Wazir rejects Sirajuddin Haqqani’s recent claims that his network is no longer based in northwest Pakistan, and has carved out secure sanctuaries within Afghanistan. The belief that the network is based on Pakistani soil is a thorn between the US, which is demanding that Islamabad take military action against the Haqqanis, and Pakistan, which is wary of cross-border US intervention. More than 50 members of the Haqqanis’ extended family, including one of Jalaluddin Haqqani’s sons, have been killed by US drone strikes, which Islamabad also officially opposes.
“There is no place in Afghanistan where he [Sirajuddin Haqqani] can be safe. Somebody is telling him to claim that he operates from within Afghanistan [to deflect pressure from the US]. In the past they [the Pakistanis] used to claim that Osama bin Laden was in [the eastern Afghan province of] Kunar,” Waziri said.

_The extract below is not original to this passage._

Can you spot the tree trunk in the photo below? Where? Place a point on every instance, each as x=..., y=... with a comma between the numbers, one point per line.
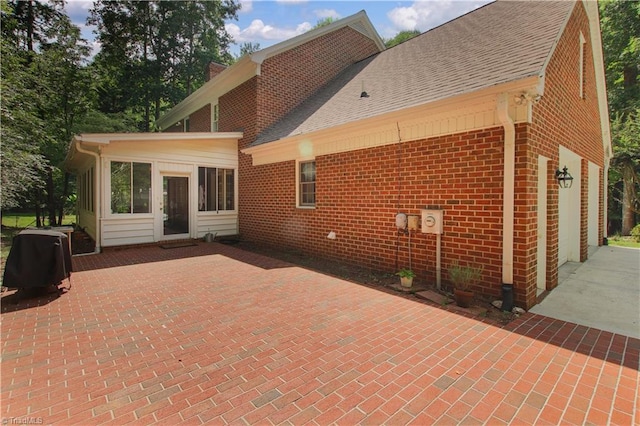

“And sometime they will name Waziristan as his hideout. But Osama bin Laden spent five years living next to [the premier Pakistani military academy of] Kakul, in Abbottabad.”
Working from the assumption that the Haqqani network is ensconced in Pakistani territory, former Pakistani Brigadier General Saad Muhammad says Islamabad must change its approach.
“Pakistan needs to change its policy. Those [Afghan rebels] who have taken refuge in Pakistan either needs to be pressured into negotiations so we can resolve our problems in Afghanistan. Or, we should abandon them and tell them, ‘we want nothing to do with you,’” Muhammad said.
But breaking free from the Haqqanis would not be easy for Islamabad, according to Masood. He believes the group maintains and even harbors factions not only of the Afghan Taliban, but of Pakistani Taliban, which Islamabad blame for attacks on its civilians and security forces.
Masood says that Pakistan, nevertheless, has to make a choice.
“If Pakistani gives the indication that it’s very stubborn and obstinate and will not change its policy and will continue to do what it is doing at the moment,” he says. “Then, I am afraid, it will have to choose between the Haqqani group and not only the US but the Western world.”